05.04.2004 - Teufelswerkzeug auf Neusser Tischen

Neuss (PN/Kl/001). Ob Bürger oder Bauersmann, der mittelalterliche Mensch aß gemeinhin mit den Fingern, und zwar so, wie es ihm schmeckte. Verhaltensregeln für das Benehmen bei Tisch gab es nur für den Adel. „Tischzuchten“ legten dem jungen Edelmann nahe, nicht in das Tischtuch zu schneuzen, das Suchen nach Läusen während des Essens zu unterlassen und nicht zusammen mit seinem Nachbarn aus einer Schüssel zu löffeln.

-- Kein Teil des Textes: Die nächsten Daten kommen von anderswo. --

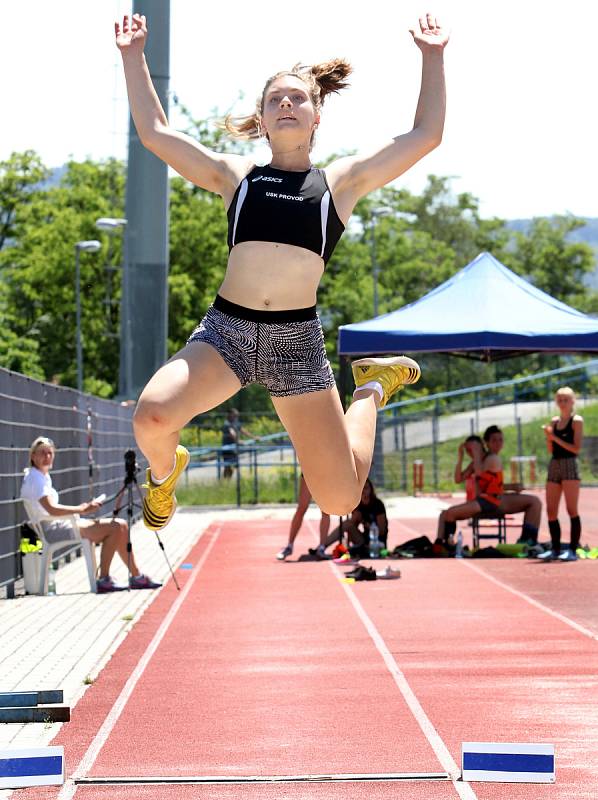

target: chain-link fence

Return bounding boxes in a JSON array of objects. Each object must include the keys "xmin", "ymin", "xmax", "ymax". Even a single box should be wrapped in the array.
[
  {"xmin": 182, "ymin": 359, "xmax": 598, "ymax": 506},
  {"xmin": 0, "ymin": 369, "xmax": 145, "ymax": 597},
  {"xmin": 372, "ymin": 359, "xmax": 598, "ymax": 493}
]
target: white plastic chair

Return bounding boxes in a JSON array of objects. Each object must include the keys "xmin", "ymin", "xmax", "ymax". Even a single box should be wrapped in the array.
[{"xmin": 23, "ymin": 500, "xmax": 97, "ymax": 594}]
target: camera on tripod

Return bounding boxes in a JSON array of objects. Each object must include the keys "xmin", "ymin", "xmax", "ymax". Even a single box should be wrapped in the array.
[{"xmin": 125, "ymin": 450, "xmax": 139, "ymax": 483}]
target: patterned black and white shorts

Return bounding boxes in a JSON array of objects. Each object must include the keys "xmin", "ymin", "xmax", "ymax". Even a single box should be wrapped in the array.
[
  {"xmin": 187, "ymin": 295, "xmax": 334, "ymax": 397},
  {"xmin": 547, "ymin": 456, "xmax": 580, "ymax": 483}
]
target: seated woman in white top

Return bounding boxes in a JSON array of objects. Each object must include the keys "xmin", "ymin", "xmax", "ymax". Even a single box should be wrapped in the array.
[{"xmin": 21, "ymin": 436, "xmax": 162, "ymax": 594}]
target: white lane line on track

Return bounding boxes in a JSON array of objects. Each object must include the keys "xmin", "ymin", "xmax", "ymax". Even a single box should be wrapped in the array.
[
  {"xmin": 58, "ymin": 525, "xmax": 222, "ymax": 800},
  {"xmin": 461, "ymin": 559, "xmax": 598, "ymax": 640},
  {"xmin": 308, "ymin": 520, "xmax": 477, "ymax": 800}
]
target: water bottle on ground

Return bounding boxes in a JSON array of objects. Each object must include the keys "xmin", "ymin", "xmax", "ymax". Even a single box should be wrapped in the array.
[
  {"xmin": 48, "ymin": 564, "xmax": 56, "ymax": 595},
  {"xmin": 370, "ymin": 522, "xmax": 381, "ymax": 558}
]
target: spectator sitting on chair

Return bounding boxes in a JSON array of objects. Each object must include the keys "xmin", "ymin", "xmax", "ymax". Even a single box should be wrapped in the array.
[
  {"xmin": 436, "ymin": 425, "xmax": 542, "ymax": 544},
  {"xmin": 276, "ymin": 474, "xmax": 330, "ymax": 561},
  {"xmin": 222, "ymin": 408, "xmax": 251, "ymax": 479},
  {"xmin": 21, "ymin": 436, "xmax": 162, "ymax": 594},
  {"xmin": 326, "ymin": 478, "xmax": 388, "ymax": 556}
]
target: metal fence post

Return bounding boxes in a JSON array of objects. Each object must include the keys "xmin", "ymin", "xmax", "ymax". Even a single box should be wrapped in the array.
[
  {"xmin": 252, "ymin": 447, "xmax": 259, "ymax": 505},
  {"xmin": 235, "ymin": 437, "xmax": 241, "ymax": 508},
  {"xmin": 401, "ymin": 419, "xmax": 407, "ymax": 492},
  {"xmin": 517, "ymin": 417, "xmax": 523, "ymax": 483}
]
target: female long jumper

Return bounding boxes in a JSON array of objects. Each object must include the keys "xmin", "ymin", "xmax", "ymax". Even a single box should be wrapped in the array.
[{"xmin": 115, "ymin": 14, "xmax": 448, "ymax": 530}]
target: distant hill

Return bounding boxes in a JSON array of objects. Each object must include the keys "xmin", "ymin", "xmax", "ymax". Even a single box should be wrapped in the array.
[{"xmin": 507, "ymin": 217, "xmax": 598, "ymax": 289}]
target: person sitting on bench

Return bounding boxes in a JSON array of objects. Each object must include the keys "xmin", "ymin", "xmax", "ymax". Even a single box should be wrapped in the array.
[
  {"xmin": 21, "ymin": 436, "xmax": 162, "ymax": 594},
  {"xmin": 436, "ymin": 425, "xmax": 542, "ymax": 544},
  {"xmin": 326, "ymin": 478, "xmax": 388, "ymax": 557}
]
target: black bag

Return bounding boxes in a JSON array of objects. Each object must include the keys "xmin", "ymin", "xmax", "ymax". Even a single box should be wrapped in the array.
[{"xmin": 20, "ymin": 522, "xmax": 39, "ymax": 545}]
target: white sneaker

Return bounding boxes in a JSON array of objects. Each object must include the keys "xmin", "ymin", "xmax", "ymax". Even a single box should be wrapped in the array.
[
  {"xmin": 559, "ymin": 550, "xmax": 577, "ymax": 561},
  {"xmin": 276, "ymin": 544, "xmax": 293, "ymax": 561}
]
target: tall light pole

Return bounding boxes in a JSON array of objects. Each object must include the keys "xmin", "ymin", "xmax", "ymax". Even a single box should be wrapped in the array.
[
  {"xmin": 370, "ymin": 206, "xmax": 396, "ymax": 317},
  {"xmin": 75, "ymin": 244, "xmax": 102, "ymax": 392}
]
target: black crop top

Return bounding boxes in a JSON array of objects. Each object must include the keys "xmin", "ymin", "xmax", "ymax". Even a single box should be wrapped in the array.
[
  {"xmin": 227, "ymin": 166, "xmax": 345, "ymax": 263},
  {"xmin": 552, "ymin": 417, "xmax": 575, "ymax": 458}
]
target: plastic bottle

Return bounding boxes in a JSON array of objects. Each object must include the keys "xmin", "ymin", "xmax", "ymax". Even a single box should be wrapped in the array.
[
  {"xmin": 370, "ymin": 522, "xmax": 381, "ymax": 558},
  {"xmin": 48, "ymin": 564, "xmax": 56, "ymax": 595}
]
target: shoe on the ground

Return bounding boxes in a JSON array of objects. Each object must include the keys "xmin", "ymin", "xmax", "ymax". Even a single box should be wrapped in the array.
[
  {"xmin": 276, "ymin": 544, "xmax": 293, "ymax": 561},
  {"xmin": 351, "ymin": 356, "xmax": 421, "ymax": 408},
  {"xmin": 143, "ymin": 444, "xmax": 189, "ymax": 531},
  {"xmin": 558, "ymin": 550, "xmax": 577, "ymax": 561},
  {"xmin": 307, "ymin": 544, "xmax": 332, "ymax": 561},
  {"xmin": 129, "ymin": 575, "xmax": 162, "ymax": 589},
  {"xmin": 96, "ymin": 575, "xmax": 127, "ymax": 594}
]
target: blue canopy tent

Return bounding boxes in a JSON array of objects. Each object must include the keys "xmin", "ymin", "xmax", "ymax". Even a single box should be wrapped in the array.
[{"xmin": 338, "ymin": 253, "xmax": 598, "ymax": 361}]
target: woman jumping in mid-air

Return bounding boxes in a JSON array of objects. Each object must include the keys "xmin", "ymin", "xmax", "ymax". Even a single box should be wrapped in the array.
[{"xmin": 115, "ymin": 14, "xmax": 448, "ymax": 530}]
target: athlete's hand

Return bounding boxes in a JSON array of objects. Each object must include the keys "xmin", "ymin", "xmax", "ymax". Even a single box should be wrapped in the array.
[
  {"xmin": 78, "ymin": 500, "xmax": 102, "ymax": 514},
  {"xmin": 409, "ymin": 14, "xmax": 449, "ymax": 53},
  {"xmin": 114, "ymin": 14, "xmax": 147, "ymax": 55}
]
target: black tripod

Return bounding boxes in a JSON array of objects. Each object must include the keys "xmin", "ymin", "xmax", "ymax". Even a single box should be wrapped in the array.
[{"xmin": 109, "ymin": 450, "xmax": 181, "ymax": 591}]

Messer dienten nur zum Zerschneiden des Fleisches, Löffel zum Essen des Breis. Gabeln waren zwar bekannt, wurden aber recht selten benutzt und dienten fast ausschließlich zum Vorlegen des Fleisches. Wegen ihrer zwei Zinken wurden sie oft als Werkzeuge des Teufels angesehen, weshalb viele Adelige und Kleriker das satanische Essgerät gänzlich ablehnten.Erst die vornehmen Venezianer machten die Gabel im 15. Jh. salonfähig. Zögerlich begann sich nun auch der europäische Adel mit dem neuen Utensil zu befassen. Und die vornehmen Bürger, die dem Adel nicht nachstehen wollten, folgten. Um 1720 hatte der Siegeszug der Gabel auch Neuss erreicht: Dies beweist ein Teller, der bei der Ausgrabung eines Wohnhauses am Neusser Markt gefunden wurde und vom 23. Mai bis zum 25. Juli 2004 in der Ausstellung "Teller, Töpfer, Traditionen" im Clemens-Sels-Museum zu sehen ist. Stolz zeigt das Geschirrstück das neumodische Besteckpaar Messer und Gabel und tut so allen Betrachtern Kund, dass sein Besitzer schon um die neuartigen feinen Tischsitten wusste. Auf dem Lande brauchte man allerdings noch etwas länger, um sich mit dem umständlichen Werkzeug und den damit verbundenen feinen Tischsitten anzufreunden. Noch um 1830 löffelten am Niederrhein auf manchen Höfen alle Bewohner - Bauer und Bäuerin, Kinder, Knechte wie Mägde - gemeinsam aus einer Schüssel.